Medical affairs and clinical operations teams at epilepsy-focused companies

Medical affairs teams at companies with approved epilepsy products (Epidiolex, Lamictal, Vimpat, Fycompa, etc.) use competitive trial monitoring to track the pipeline that will eventually compete with their products for prescribing share. Knowing when a competitor's Phase 3 trial in drug-resistant focal epilepsy completes enrollment — and estimating the likely readout timeline — helps shape publication strategies, medical education planning, and launch preparation. CRO operations teams use DataLookout to assess the enrollment competition when sizing site feasibility for new epilepsy trial protocols.

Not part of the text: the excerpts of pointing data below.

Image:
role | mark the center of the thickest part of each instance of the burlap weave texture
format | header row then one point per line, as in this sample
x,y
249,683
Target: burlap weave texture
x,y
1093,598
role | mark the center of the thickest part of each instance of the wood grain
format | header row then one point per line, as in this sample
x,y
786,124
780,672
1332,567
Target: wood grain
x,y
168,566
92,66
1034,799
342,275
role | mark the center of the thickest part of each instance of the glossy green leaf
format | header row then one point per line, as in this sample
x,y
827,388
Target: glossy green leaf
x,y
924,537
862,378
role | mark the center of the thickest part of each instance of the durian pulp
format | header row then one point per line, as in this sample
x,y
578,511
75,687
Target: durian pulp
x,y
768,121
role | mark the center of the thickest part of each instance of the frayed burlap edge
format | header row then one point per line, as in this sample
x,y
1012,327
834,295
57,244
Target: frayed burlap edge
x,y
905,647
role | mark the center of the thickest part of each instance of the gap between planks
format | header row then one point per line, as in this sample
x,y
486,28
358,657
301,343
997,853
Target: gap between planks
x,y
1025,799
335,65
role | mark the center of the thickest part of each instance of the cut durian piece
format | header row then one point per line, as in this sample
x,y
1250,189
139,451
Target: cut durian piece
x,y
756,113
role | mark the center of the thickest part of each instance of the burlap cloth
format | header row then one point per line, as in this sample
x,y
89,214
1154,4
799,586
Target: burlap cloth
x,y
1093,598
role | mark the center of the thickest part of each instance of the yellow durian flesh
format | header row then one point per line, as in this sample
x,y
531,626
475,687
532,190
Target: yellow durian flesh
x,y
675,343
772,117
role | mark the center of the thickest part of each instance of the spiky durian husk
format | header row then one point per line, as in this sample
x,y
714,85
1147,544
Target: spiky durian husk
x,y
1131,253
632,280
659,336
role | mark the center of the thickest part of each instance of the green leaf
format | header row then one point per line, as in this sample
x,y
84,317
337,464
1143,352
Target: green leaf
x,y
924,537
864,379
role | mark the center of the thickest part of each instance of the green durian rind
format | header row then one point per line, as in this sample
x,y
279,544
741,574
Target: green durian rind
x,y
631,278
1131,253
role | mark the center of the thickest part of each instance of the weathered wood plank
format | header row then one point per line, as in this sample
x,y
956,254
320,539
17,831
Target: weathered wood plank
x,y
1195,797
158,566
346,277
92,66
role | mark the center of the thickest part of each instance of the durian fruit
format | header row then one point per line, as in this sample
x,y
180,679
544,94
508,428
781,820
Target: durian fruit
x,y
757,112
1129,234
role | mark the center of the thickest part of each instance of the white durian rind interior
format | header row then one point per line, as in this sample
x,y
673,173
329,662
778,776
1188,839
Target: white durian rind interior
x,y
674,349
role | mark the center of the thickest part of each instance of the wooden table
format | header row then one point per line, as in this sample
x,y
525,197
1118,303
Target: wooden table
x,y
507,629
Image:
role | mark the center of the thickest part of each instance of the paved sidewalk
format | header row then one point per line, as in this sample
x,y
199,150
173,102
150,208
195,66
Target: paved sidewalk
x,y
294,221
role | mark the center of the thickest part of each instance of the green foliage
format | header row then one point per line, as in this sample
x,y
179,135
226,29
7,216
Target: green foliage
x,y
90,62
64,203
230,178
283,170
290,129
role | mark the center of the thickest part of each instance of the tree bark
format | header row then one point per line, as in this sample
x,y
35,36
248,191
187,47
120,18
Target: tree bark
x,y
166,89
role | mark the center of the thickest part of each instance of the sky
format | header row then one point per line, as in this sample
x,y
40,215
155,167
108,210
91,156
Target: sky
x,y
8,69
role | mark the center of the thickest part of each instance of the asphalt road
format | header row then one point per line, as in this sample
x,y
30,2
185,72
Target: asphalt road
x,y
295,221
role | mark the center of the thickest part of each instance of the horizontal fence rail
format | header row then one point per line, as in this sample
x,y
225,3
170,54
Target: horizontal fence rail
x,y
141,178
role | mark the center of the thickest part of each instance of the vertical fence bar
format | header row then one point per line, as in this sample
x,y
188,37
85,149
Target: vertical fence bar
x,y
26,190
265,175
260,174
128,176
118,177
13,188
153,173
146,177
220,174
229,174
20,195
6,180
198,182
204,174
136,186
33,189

Frequently asked questions

How current is the epilepsy trial data?

Our pipeline fetches from ClinicalTrials.gov every morning. Studies posted or updated in the preceding 24 hours appear in that day's digest.

Can I track Dravet syndrome and Lennox-Gastaut separately from broader epilepsy trials?

Yes — and this is one of the most common use cases for epilepsy monitoring. You can set up a profile with "Dravet syndrome" or "SCN1A" as keywords to track only Dravet-specific programs, a separate profile for "Lennox-Gastaut" or "LGS", and a broader profile for "drug-resistant epilepsy" to catch the large unmet-need population. The Starter plan supports up to 5 simultaneous profiles, which covers the most common epilepsy subtype combinations without mixing signals across the full indication landscape.

Does DataLookout cover international trials?

ClinicalTrials.gov includes trials conducted internationally, so yes — international trials registered on ClinicalTrials.gov are included. This covers most major industry-sponsored programs worldwide.